Yesterday was one of several instances where I saw something that may have been intriguing but failed to get documentation of it. It led me to think less of (but not dismiss entirely) the claim that we should have more visual evidence. Firstly, it is factual that there are more security cameras, game trail cameras, and other automatic visual recording devices operating today that should, logically, obtain interesting footage. There are many outstanding examples of trail cams that have captured rare animals, animals outside of an assumed range, and remarkable situations that have proved enlightening. Those cameras aren’t thinking. My incident, which I believe others frequently experience as well, shows that our very human attempt to make sense of what we see results in missed documentation.
Around 11 AM, my husband and I were traveling in an area of Adams County, PA, an area of rolling hills and orchards between the forested high ground. We hadn’t realized that this area was a very obvious and mapped dead spot in cellular coverage. I’d pulled over to the side of the country road while he attempted to refresh the navigational maps on both phones.
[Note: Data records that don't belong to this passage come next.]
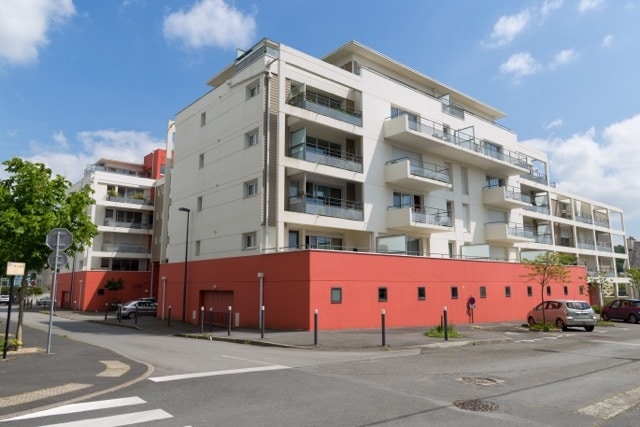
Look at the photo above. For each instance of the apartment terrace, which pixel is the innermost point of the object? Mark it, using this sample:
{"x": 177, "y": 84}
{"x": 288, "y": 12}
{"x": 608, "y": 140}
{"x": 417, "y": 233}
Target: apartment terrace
{"x": 460, "y": 145}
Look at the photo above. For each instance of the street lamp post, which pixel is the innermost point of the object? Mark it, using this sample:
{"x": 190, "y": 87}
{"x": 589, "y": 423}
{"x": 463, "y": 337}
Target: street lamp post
{"x": 186, "y": 256}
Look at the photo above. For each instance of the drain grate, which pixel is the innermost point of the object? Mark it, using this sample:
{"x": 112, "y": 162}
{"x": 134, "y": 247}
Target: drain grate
{"x": 479, "y": 380}
{"x": 476, "y": 405}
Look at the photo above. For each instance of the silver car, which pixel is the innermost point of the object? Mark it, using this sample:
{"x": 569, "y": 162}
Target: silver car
{"x": 135, "y": 308}
{"x": 564, "y": 313}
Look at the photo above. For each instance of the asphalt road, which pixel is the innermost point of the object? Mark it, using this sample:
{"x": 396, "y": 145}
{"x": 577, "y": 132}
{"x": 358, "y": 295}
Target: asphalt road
{"x": 572, "y": 378}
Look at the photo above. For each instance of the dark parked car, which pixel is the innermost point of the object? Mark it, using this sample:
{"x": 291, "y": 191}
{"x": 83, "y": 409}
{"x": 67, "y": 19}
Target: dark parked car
{"x": 135, "y": 308}
{"x": 564, "y": 313}
{"x": 622, "y": 309}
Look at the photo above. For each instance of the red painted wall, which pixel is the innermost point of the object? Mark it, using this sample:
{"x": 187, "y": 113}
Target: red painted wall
{"x": 297, "y": 283}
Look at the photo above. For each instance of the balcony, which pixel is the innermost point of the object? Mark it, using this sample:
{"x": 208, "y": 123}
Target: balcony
{"x": 325, "y": 105}
{"x": 125, "y": 247}
{"x": 124, "y": 224}
{"x": 416, "y": 175}
{"x": 427, "y": 136}
{"x": 335, "y": 158}
{"x": 508, "y": 233}
{"x": 326, "y": 206}
{"x": 505, "y": 197}
{"x": 416, "y": 220}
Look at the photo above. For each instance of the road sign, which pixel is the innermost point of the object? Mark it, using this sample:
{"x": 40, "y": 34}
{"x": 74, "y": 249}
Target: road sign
{"x": 57, "y": 261}
{"x": 59, "y": 239}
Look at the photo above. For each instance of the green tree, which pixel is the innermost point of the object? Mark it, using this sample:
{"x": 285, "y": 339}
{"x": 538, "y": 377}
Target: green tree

While waiting, and trying to keep my annoyance at the whole situation under control, I gazed across the road to a property with a house, shed, flower garden and medium-sized trees and shrubs when a shape moving across the yard caught my eye. It was tawny-colored, walking at a slow pace in front of the shed towards the house. Had I to guess, I might have been 150 yards from the shed and animal that looked very much like a mountain lion at first glance. Knowing what I know about mistaken IDs of such cats and the fact that they do not live here, I watched the creature move while trying to discern the head and tail and a better reference to size. The vegetation and our locational problem at hand got in the way of my focus on the thing. I recall at the time being annoyed at the lack of a clear view and could not approach the object to take a closer look. We drove off. Only a few minutes later did I think “I should have taken a picture!” I didn’t even think to mention this to my husband who was busy and would have brushed it off anyway.
In June 2016, a woman in Massachusetts was sure she saw a mountain lion. The picture she did manage to take is undoubtedly a domestic cat.
This is similar to what I saw at a greater distance but I could not see the head clearly to see if it was bigger or could not view the form in total to discern if it was a dog. My picture would have been far less helpful, had I managed to pull one off.
Many accounts of “big cats” have turned out to be misinterpreted house cats or dogs. I suspect what I saw was a tan retriever-type dog or a large housecat. A more enthusiastic person might relate a different, more dramatic tale. The time I spent waiting to get a clearer view as the animal moved along, and trying to work out exactly what it was meant my phone was never engaged. I have nothing but a memory that gets warped a bit more with every recollection.
I have little doubt that this would happen to me again as I’m more interested in confirming if there is something to actually be excited about before taking a picture. Taking a photo is a decisive action, one that takes an effort of removing focus from the object and engaging the technology. Sometimes, you just can’t look away to get that job done if you’re busy attempt to sort out what you are looking at. It’s not like a spotting scope or binoculars you might use to clarify your view. A cell phone picture is not as good as your eyesight. I’m sure the same lost opportunity befalls MANY other people who think they see something unusual, spend a bit of time trying to work out what it is, and then it’s gone. I’m not all that surprised we don’t have better photographic evidence. We take too long trying to make sense of whether it’s worth it. I don’t know if there is a take away lesson here except to always have a camera at the ready (usually not realistic), but I do know that the conclusion from the evidence and reasoning show that I didn’t see a mountain lion walking in a rural backyard that day.